Find solutions of system where $\frac{xyz}{x+z}=\frac{mp}{m+p}$ and so on.

Question

Find solutions of $$\begin{cases} \frac{xyz}{x+z}=\frac{mp}{m+p} \\[1ex] \frac{xyz}{y+z}=\frac{np}{n+p} \\[1ex] \frac{xyz}{x+y}=\frac{mn}{m+n} \end{cases}, \\$$ where $mnp>0$

Through a bit of guesswork, I managed to find that $\left(\frac{\sqrt{mnp}}{m}, \frac{\sqrt{mnp}}{n}, \frac{\sqrt{mnp}}{p}\right)$ is a solution (as is the negative of those three), but I have no clue how to start proving these are the solotions with no other possible. Any clues are much appreciated!

Answer 1

Observations towards a solution.
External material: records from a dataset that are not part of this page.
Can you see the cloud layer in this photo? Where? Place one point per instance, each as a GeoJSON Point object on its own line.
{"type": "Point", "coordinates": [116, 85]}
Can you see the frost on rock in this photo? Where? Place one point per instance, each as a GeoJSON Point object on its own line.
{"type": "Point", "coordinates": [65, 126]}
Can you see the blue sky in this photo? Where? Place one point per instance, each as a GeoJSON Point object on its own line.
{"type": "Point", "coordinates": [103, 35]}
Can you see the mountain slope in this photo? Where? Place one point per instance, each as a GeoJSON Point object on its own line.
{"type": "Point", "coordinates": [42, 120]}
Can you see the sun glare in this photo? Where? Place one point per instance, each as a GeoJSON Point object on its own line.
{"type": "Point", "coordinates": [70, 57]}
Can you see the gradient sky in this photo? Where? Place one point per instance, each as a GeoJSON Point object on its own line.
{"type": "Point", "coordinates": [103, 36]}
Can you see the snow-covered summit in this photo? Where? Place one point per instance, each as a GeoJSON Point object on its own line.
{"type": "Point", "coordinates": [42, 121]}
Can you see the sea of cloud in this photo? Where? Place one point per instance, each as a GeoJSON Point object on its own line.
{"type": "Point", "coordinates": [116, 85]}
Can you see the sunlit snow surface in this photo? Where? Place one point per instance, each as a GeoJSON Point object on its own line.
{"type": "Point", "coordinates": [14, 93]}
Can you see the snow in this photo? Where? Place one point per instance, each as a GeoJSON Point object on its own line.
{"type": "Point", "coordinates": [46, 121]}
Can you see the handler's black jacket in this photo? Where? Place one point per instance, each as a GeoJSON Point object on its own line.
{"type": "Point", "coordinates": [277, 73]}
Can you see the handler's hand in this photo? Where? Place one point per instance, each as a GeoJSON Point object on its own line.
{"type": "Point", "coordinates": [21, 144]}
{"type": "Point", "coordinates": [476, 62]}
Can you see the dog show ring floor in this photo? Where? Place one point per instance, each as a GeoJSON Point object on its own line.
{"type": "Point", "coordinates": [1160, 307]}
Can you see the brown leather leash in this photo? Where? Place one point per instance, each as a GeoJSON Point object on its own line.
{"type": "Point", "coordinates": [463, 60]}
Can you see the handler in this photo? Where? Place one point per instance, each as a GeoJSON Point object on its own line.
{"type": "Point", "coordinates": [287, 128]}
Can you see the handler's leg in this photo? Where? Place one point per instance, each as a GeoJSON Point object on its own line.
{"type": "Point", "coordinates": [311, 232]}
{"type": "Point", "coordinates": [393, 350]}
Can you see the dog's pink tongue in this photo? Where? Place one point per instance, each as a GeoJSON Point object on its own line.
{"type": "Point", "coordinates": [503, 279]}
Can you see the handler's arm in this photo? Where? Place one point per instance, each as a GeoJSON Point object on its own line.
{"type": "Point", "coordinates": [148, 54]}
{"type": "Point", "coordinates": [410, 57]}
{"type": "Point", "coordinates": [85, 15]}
Fill in the gaps as needed.

• Show that $xyz \neq 0$.
• Write the equations as $ \frac{1}{xy} + \frac{1}{yz} = \frac{x+z}{xyz} = \frac{m+p}{mp} = \frac{1}{m} + \frac{1}{p}$ (resp).
• Hence show that $ \frac{1}{xy} = \frac{1}{p} \Rightarrow xy =p$ (resp).
• Hence show that $ y^2 = \frac{ (xy)(yz)}{xz} = \frac{pm}{n}$
• Hence $ y = \pm \frac{ \sqrt{mnp}}{n}$ (resp).
• Finally, check that the only solutions are $ \pm ( \frac{\sqrt{mnp}}{m},\frac{\sqrt{mnp}}{n},\frac{\sqrt{mnp}}{p})$ (EG to satisfy $xy = p$).